Sunday 23 November 2008

The Feast of Christ the King








My church is happily blessed with an altar dedicated to, and featuring an impressive image of, Christ the King, whose feast we keep today. The feast of Our Lord under this title was formally instituted by Pope Pius XI in 1925; a period that was something of a high watermark for Anglo-Catholicism, especially in its papalist manifestation. As a result, many devotions popularised in Rome at this time found their way into the shrines and chapels of Anglican churches, which is probably why we have a statue of the Little Flower, S. Therese de Lisieux in the gardens of the Walsingham shrine. In 1925, the rector of S. Magnus the Martyr, Fr. Henry Joy Fynes-Clinton was in the middle of renovating the church, and commissioned Martin Travers to do the work. The mark of Travers, and indeed Fr. Fynes-Clinton, is indelibly imprinted on the interior of the church.

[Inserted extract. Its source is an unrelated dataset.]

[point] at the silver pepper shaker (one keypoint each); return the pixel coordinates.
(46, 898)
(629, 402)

One of the statues created by Travers during the 1920s renovation is the reredos of the Christ the King chapel, which is based on the famous Ghent altarpiece. It shows Christ on his throne of glory, vested as a priest and wearing a three-tiered Papal tiara, which some people take to be an allusion to the Holy Trinity. I often relish the fact that before this image stands the original "holy table" of Wren's church, a relic from the dark days when Protestantism held sway at S. Magnus.




Rolling out holy chapatis


We kept today's feast with a Solemn High Mass, celebrated by Fr. Philip, deaconed by Fr. Aidan Harker and subdeaconed by your scribe. Christ the King is also by custom the date of our annual "curry lunch", which raises money for charity. It is also marks exactly one year from my first visit to S. Magnus when I had recently moved to London, knew hardly anyone and slept on a futon in the house of a family friend. I felt stupid for having moved to London with about £20 in the bank, depressed because my search for a job had come to nothing and anxious that I wouldn't even be able to afford Christmas presents for my mum! With those memories in mind, I couldn't help but get misty-eyed at today's Gospel :

For I was hungry, and you gave Me something to eat; I was thirsty, and you gave Me drink; I was a stranger, and you invited Me in...

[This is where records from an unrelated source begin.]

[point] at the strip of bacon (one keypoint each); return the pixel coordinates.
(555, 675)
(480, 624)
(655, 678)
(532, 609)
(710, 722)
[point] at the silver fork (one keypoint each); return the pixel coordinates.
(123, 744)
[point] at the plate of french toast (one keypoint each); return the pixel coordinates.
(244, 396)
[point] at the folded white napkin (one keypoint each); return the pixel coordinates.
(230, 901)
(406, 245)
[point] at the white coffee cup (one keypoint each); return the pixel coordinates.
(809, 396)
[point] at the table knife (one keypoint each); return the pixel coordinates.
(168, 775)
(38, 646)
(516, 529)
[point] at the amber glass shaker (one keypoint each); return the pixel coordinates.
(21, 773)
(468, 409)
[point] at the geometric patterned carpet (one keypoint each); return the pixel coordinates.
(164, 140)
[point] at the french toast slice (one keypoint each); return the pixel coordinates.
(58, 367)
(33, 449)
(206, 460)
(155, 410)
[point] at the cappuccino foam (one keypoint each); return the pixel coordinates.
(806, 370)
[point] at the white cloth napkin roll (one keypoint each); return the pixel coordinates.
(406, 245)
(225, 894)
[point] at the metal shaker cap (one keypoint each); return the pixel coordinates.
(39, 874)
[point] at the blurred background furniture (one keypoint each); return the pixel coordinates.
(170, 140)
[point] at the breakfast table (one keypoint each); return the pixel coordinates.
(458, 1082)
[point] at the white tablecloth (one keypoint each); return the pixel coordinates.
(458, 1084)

Exactly a year ago, I walked out of S. Magnus the Martyr church fed to bursting with delicious food and drink, and completely warmed through by the generosity, kindness and good company of the group of people I had never known before then. I went back the next week, and the next and am still loathe to miss a single Sunday away from the church. I can never fully convey to people who ask me about S. Magnus the value of being part of a living, worshipping community, in which the Gospel of Christ is proclaimed and lived; I can only invite them to experience it for themselves.